In this scheme, the process scheduler of an operating system is known as a cooperative scheduler whose role is limited to starting the processes and letting them return control back to it voluntarily.

This is related to the asynchronous programming approach.

==Usage==
Although it is rarely used as the primary scheduling mechanism in modern operating systems, it is widely used in memory-constrained embedded systems and in specific applications such as CICS or the JES2 subsystem. Cooperative multitasking was the primary scheduling scheme for 16-bit applications employed by Microsoft Windows before Windows 95 and Windows NT, and by the classic Mac OS. Windows 9x used non-preemptive multitasking for 16-bit legacy applications, and the PowerPC Versions of Mac OS X prior to Leopard used it for classic applications. NetWare, which is a network-oriented operating system, used cooperative multitasking up to NetWare 6.5. Cooperative multitasking is still used on RISC OS systems.

Cooperative multitasking is similar to async/await in languages, such as JavaScript or Python, that feature a single-threaded event-loop in their runtime. This contrasts with cooperative multitasking in that await cannot be invoked from a non-async function, but only an async function, which is a kind of coroutine.

Cooperative multitasking allows much simpler implementation of applications because their execution is never unexpectedly interrupted by the process scheduler; for example, various functions inside the application do not need to be reentrant.

==Problems==
As a cooperatively multitasked system relies on each process regularly giving up time to other processes on the system, one poorly designed program can consume all of the CPU time for itself, either by performing extensive calculations or by busy waiting; both would cause the whole system to hang.
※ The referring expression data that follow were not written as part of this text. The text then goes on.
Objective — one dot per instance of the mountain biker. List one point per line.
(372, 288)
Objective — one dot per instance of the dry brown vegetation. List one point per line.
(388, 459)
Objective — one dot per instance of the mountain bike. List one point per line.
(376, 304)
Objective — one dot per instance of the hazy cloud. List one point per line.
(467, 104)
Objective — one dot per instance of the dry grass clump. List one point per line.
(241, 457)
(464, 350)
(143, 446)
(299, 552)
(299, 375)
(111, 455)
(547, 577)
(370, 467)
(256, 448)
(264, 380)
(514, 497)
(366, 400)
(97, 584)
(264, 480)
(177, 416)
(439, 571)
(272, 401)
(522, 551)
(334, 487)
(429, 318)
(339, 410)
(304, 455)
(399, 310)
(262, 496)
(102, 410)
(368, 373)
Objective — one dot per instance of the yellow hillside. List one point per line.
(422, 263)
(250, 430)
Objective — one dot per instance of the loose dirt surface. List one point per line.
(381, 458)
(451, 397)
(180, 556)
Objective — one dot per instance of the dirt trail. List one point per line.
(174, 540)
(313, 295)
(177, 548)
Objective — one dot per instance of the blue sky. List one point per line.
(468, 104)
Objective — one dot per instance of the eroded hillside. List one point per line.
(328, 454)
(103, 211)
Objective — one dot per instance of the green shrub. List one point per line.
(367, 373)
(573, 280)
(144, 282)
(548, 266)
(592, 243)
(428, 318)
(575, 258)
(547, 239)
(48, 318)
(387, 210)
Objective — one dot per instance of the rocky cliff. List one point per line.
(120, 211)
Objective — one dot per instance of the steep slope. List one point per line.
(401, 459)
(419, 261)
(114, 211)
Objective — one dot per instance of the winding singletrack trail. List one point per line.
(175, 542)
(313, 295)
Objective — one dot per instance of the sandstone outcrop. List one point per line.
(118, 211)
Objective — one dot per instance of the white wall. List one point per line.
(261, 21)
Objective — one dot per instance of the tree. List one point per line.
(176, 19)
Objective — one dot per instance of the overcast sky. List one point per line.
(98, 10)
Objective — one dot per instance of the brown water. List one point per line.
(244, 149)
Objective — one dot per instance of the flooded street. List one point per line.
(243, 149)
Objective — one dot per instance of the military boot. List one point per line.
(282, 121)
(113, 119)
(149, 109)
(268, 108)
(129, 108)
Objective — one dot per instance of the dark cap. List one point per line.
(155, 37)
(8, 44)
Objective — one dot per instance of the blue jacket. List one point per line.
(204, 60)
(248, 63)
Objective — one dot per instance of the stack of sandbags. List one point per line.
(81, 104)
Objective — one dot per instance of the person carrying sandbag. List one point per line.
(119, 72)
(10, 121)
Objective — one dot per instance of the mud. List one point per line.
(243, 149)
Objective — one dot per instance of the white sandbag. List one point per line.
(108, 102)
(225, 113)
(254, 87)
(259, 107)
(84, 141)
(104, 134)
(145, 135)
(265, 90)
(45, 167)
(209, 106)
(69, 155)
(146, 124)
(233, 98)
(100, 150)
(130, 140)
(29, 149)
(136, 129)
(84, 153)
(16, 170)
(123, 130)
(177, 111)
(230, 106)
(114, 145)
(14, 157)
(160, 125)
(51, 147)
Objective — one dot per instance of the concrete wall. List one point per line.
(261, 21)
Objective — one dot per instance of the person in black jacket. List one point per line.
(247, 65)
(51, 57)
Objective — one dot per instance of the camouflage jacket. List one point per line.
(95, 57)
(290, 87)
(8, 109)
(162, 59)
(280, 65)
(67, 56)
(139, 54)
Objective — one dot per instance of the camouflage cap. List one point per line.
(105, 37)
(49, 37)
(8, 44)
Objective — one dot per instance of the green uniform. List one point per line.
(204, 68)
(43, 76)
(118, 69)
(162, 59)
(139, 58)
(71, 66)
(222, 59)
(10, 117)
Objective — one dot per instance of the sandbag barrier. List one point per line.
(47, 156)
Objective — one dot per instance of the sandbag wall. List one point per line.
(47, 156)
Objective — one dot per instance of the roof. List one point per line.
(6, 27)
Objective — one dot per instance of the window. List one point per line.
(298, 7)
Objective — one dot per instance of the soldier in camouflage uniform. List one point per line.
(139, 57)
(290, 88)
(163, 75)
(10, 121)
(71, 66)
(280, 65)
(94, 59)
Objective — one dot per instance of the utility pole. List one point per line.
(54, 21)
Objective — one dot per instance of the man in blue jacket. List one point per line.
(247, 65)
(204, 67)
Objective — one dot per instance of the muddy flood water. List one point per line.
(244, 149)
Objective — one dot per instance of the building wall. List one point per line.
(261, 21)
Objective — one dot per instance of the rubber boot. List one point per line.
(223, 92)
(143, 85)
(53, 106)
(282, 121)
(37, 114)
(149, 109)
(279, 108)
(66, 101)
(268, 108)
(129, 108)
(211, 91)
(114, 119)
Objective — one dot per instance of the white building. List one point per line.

In a server environment, this is a hazard that is often considered to make the entire environment unacceptably fragile, though as noted above, cooperative multitasking has been used frequently in server environments, including NetWare and CICS.

In contrast, preemptive multitasking interrupts applications and gives control to other processes outside the application's control.

The potential for system hang can be alleviated by using a watchdog timer, often implemented in hardware; this typically invokes a hardware reset.